Thursday, February 28, 2008

Bellamy Bridge, Part Six

This is part six of a continuing series on the true story behind Jackson County's popular legend of the Ghost of Bellamy Bridge. To read the previous posts first, please scroll down the page.
The leap of the story of Samuel and Elizabeth Bellamy from real fact to legend began in 1853 when 19th century novelist Caroline Lee Hentz published an intriguing book titled Marcus Warland or the Long Moss Spring.
Although she would spend the last three years of her life in Florida and die at Marianna in 1856, Mrs. Hentz was actually a resident of Columbus, Georgia at the time she wrote the book.
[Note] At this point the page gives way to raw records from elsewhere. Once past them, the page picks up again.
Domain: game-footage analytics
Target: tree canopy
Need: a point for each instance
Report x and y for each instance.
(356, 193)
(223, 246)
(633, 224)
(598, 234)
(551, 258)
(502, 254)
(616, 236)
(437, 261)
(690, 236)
Because of her later association with Jackson County, many have assumed the "Long Moss Spring" of the book was a description of Blue Spring near Marianna. According to her "Address to the Reader," however, the book was actually set in and around Columbus.
One of the subplots of the book, however, was the wedding night death of a young slave named Cora:
…Turning away she threw herself into a large easy-chair in front of the fire, and in spite of the excited state of her feelings and the extreme want of sentiment evinced by the act, she fell asleep in her downy nest. She had been up almost all the preceding night, on her feet all day, and had been dancing with such extraordinary enthusiasm, that the soft cushion and gentle warmth of the room soothed her to instantaneous repose. How long she slept, she knew not. She was awakened by a sense of heat and suffocation, as if her lungs were turned to fire. Starting up she found herself encircled by a blaze of light that seemed to emanate from her own body. Her light dress was one sheet of flame, the chair she left was enveloped in the same destroying element.
The story bears an obvious similarity to the Bellamy Bridge ghost legend: A young bride's gown comes into contact with an open fire on her wedding night, leading to tragic results.
The connection becomes quite clear when one notices the name given by Mrs. Hentz to the mistress of the plantation where the fire took place. The character was named, as you probably have guessed by now, "Mrs. Bellamy." The story, in fact, reads almost like a recitation of the Bellamy Bridge story:
“Mercy! Mercy!” she shrieked. “Oh! Mistress, save me, save me.” Rushing through the hall and down the stairs, the flames flashing more wildly round her, she still screamed, “Mistress, save me!” Mrs. Bellamy, who was in the room below, heard the sudden terrible cry of human suffering, and flew to relieve it. When she beheld the blazing figure leaping towards the open door, and recognized the voice of Cora, shrill and piercing as it now was, regardless of self, she sprang after her, and seizing her with frenzied grasp, tried to crush the flames with her slender fingers, and smother them against her own body. While she was thus heroically endeavoring to save the beautiful mulatto at the risk of her own life, Hannibal, who had dragged the carpet from the hall, wrapped it closely around the form of her he so madly loved….
Hannibal was a male slave on the "Bellamy" plantation that the fictional Cora had passed over in favor of another man, King.
When our series continues, we will look at how Caroline Lee Hentz's fictional story became part of the Bellamy Bridge ghost legend. In the meantime, you can read more by visiting: The complete story is also included in my book, Two Egg, Florida: A Collection of Ghost Stories, Legends and Unusual Facts, available now through, or for order through most bookstores. It is also available at Chipola River Book and Tea in downtown Marianna.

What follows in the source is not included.